Странные звуки привлекли мое внимание. Я поднял голову. В небе с курлыканьем пролетала журавлиная стая. Словно услышал аллах мольбы старой Арзы и послал журавлей, чтобы не было нам так одиноко и тоскливо. Но у стаи была своя дорога, и она вскоре скрылась с глаз. Больше не оставалось никакой надежды, и я совсем уже было решился спуститься вниз, как вдруг увидел в стороне Арчагула какого-то всадника, и радостный громкий крик вырвался из моей груди. Но человек продолжал свой путь. Видимо, не услышал меня. Тогда я сорвал с головы старую и мятую свою кепку и принялся размахивать ею, не переставая орать.

Услышав мои вопли, прерывисто дыша и хватаясь за сердце, добралась до меня и Арзы-апа.

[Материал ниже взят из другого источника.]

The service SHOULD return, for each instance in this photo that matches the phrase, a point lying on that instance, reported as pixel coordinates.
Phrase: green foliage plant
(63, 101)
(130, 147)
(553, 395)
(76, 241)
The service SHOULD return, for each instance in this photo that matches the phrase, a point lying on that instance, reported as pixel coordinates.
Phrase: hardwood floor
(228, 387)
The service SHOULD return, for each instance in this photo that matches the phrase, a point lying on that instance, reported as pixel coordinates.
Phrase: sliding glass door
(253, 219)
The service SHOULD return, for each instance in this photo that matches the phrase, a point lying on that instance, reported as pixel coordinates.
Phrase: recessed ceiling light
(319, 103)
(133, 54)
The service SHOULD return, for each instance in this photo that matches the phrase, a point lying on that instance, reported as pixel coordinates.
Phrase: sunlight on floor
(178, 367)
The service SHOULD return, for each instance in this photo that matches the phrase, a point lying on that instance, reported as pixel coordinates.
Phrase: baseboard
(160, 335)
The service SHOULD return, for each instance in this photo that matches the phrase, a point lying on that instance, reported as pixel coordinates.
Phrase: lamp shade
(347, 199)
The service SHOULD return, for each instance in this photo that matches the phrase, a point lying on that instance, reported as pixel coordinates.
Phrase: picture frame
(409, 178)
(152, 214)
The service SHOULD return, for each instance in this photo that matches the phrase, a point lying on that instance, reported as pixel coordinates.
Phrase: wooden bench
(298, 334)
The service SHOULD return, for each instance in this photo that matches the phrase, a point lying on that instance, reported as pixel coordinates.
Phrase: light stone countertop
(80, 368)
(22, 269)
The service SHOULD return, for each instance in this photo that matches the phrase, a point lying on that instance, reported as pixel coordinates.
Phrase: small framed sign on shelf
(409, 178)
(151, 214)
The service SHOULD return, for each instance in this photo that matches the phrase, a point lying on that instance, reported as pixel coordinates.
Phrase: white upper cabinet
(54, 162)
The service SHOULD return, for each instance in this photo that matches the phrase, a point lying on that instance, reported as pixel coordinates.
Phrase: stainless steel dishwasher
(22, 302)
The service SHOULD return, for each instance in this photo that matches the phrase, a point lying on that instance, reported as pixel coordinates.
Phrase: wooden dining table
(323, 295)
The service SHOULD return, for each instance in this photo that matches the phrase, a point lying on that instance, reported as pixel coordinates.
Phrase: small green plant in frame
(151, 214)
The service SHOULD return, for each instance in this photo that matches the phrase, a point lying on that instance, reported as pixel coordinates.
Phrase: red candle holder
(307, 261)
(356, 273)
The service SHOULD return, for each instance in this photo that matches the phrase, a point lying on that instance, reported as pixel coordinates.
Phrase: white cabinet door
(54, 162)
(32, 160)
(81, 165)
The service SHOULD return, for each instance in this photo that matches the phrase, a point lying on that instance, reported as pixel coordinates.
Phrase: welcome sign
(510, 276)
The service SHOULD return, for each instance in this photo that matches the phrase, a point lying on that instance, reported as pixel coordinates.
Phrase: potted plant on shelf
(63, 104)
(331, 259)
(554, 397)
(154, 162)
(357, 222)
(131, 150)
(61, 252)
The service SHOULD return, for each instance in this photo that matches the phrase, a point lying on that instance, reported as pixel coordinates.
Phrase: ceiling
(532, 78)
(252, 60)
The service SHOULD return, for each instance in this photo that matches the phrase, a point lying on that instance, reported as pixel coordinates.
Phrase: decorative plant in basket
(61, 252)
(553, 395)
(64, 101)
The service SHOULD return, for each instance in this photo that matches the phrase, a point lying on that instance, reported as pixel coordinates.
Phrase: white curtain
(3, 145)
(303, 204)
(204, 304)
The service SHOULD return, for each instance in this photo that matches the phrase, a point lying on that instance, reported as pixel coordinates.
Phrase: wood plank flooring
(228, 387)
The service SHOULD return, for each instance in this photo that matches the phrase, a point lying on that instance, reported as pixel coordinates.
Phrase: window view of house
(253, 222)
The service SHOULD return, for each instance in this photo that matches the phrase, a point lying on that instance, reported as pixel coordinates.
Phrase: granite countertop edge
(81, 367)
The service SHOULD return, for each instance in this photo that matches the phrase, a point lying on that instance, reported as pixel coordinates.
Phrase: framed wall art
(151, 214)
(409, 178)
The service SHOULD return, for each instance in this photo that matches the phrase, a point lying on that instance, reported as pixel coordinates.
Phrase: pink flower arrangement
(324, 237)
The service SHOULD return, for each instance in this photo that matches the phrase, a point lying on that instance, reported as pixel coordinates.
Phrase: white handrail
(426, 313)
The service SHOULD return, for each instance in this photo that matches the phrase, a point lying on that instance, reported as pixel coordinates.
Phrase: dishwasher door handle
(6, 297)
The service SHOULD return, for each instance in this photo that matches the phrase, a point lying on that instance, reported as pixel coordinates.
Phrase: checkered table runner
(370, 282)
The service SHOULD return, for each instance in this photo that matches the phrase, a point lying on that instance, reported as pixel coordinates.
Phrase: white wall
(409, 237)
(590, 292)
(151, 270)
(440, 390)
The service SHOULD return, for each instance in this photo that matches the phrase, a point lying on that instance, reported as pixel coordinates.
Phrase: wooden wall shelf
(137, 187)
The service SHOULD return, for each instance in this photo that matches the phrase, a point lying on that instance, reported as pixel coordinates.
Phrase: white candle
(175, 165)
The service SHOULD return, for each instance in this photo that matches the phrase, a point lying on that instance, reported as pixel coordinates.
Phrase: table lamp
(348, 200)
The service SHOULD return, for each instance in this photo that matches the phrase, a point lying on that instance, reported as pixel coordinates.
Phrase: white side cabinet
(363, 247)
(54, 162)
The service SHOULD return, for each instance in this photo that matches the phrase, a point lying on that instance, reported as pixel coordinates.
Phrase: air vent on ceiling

— Вон едет! — показал я на путника.

— Эй-у-у! — слабым голоском закричала Арзы-апа. Я и то с трудом ее услышал. Но она продолжала махать рукой и тянуть свое тихое: — Эй-у-у!

Наконец она сорвала свой кундик и стала размахивать им, как белым флагом, а сама крикнула мне:

— Беги!

Я со всех ног бросился наперерез всаднику. Казалось, весь путь мой усеян терниями. Колючки нещадно впивались в икры, рвали и царапали меня. Или это джез-тернаки, злые духи с медными когтями, мешали мне бежать? Дыхание останавливалось. Я готов был без сил упасть. И я упал, когда увидел, что всадник остановил коня и посмотрел долгим взглядом в нашу сторону. В моих же глазах прыгали горы и качалось небо да расплывались какие-то темные круги. Совсем рядом я услышал стук копыт. В горле пересохло. С трудом я встал на дрожащие ноги. И все заслонила грудь жеребца, его стройные передние ноги да всхрапывающая морда. Это был великолепный конь, высокий, красивый, с длинным хвостом и пышной гривой. Сидел на нем юноша, может, на три-четыре года старше меня, а то и меньше.